What is a sedan delivery?
We’re looking at a long-departed body style which, not unlike the coupe utility, involves a passenger vehicle transformed for cargo use.
However, while coupe utility models (this Pontiac example shined at the Detroit Autorama) are car-based pickup trucks, sedan deliveries involve wagons that mostly packed two doors (a few four-door versions were available, though) and had their rear side windows replaced with sheetmetal.
It all started with carmakers putting all sorts of bodies over the same chassis at the beginning of the 20th century, light-duty trucks included. However, in the 1940s, big players in the car industry introduced dedicated frames and bodies for their light-duty trucks, which meant the passenger car-based sedan delivery models truly started standing out. The sedan delivery trend had started earlier, with the first such machines being based on sedan bodies, but the rise of the wagons in the late 1940s saw this body type serving as the new base. And since the name was already in use, it stayed.
The sedan delivery’s popularity peaked between the late 1940s and the late 1950s, with Chevrolet and Ford dominating this golden age of the segment.
In the early 1960s, though, four-door wagons took over the two-door wagon market, which saw the cargo haulers being phased out.
Over the decades that followed, Detroit’s Big Three did make multiple attempts to revive the sedan delivery. And while the retro-styled wagons of the late 90s/early 2000s briefly bringing these vehicles back on the radar (think: Chevrolet HHR panel model), people will mostly remember the said golden decade of sedan deliveries.

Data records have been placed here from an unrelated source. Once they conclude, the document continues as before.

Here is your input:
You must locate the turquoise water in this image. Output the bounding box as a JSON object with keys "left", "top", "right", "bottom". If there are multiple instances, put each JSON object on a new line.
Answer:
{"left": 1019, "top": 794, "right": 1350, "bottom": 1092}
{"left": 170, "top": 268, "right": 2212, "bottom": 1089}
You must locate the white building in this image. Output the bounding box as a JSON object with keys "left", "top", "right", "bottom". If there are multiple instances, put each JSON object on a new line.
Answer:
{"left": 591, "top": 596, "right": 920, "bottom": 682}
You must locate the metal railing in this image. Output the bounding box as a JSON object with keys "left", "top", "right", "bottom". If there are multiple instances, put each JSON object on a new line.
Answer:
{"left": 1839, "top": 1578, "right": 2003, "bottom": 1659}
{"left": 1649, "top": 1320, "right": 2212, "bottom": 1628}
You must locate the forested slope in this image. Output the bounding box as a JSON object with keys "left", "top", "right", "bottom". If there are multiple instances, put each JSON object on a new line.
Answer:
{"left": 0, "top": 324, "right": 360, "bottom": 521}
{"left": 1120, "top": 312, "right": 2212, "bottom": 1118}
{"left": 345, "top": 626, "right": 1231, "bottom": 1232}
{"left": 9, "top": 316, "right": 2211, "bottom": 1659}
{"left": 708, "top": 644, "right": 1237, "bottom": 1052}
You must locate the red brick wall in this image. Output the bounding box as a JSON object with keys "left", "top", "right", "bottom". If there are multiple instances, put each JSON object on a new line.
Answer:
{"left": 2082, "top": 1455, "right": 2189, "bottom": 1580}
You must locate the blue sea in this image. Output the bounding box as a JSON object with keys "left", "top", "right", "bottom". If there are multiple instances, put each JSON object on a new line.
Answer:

The 2007 Dodge Magnum “Mopar Express” is a Pro Street drag racer (think: still road-legal)
From a distance, this slice of America might pass as yet another Magnum with funny-looking windows. And while getting close to the machine reveals the two-door wagon conversion, the OEM-like appearance of the build might convince an untrained eye that the body is a factory effort.
There’s a subtle widebody—even less extroverted than the factory Widebody of the Charger Hellcat—while the whole thing is covered in Tangerine paint.
However, the supercharger protruding through the hood is just the tip of the iceberg. Sure, that blower is linked to a Gen III HEMI (the current iteration of the V8) that’s been bored and stroked to 572 ci (9.4 liters). But perhaps the most dramatic change comes from the Pro Street chassis, which features a tubbed rear end.
This means the inner wheel wells have been extended inboard to allow uber-wide wheels and tires to be fitted, so that big, blown V8 can put its power down, whether at the drag strip or on the road.
The cabin only seems to pack two seats, while a six-point roll cage is there in case the said meaty tires aren’t enough. Behind the seats and the cage, we also find a fuel cell.
As shown in the video below, which takes us to the Detroit Autorama show floor courtesy of YouTuber ScottieDTV, the vehicle was designed by Michigan-based Pfaff Designs. The owner, Tom Szott, who is part of a family running a dealership network in the state, used his operation to apply the eye-catching paint of the Mopar Express.
Our favorite part of the build—past the obvious sedan delivery look—has to be the stable mix between the modern look of the side exhaust and the retro appearance of the custom wheels.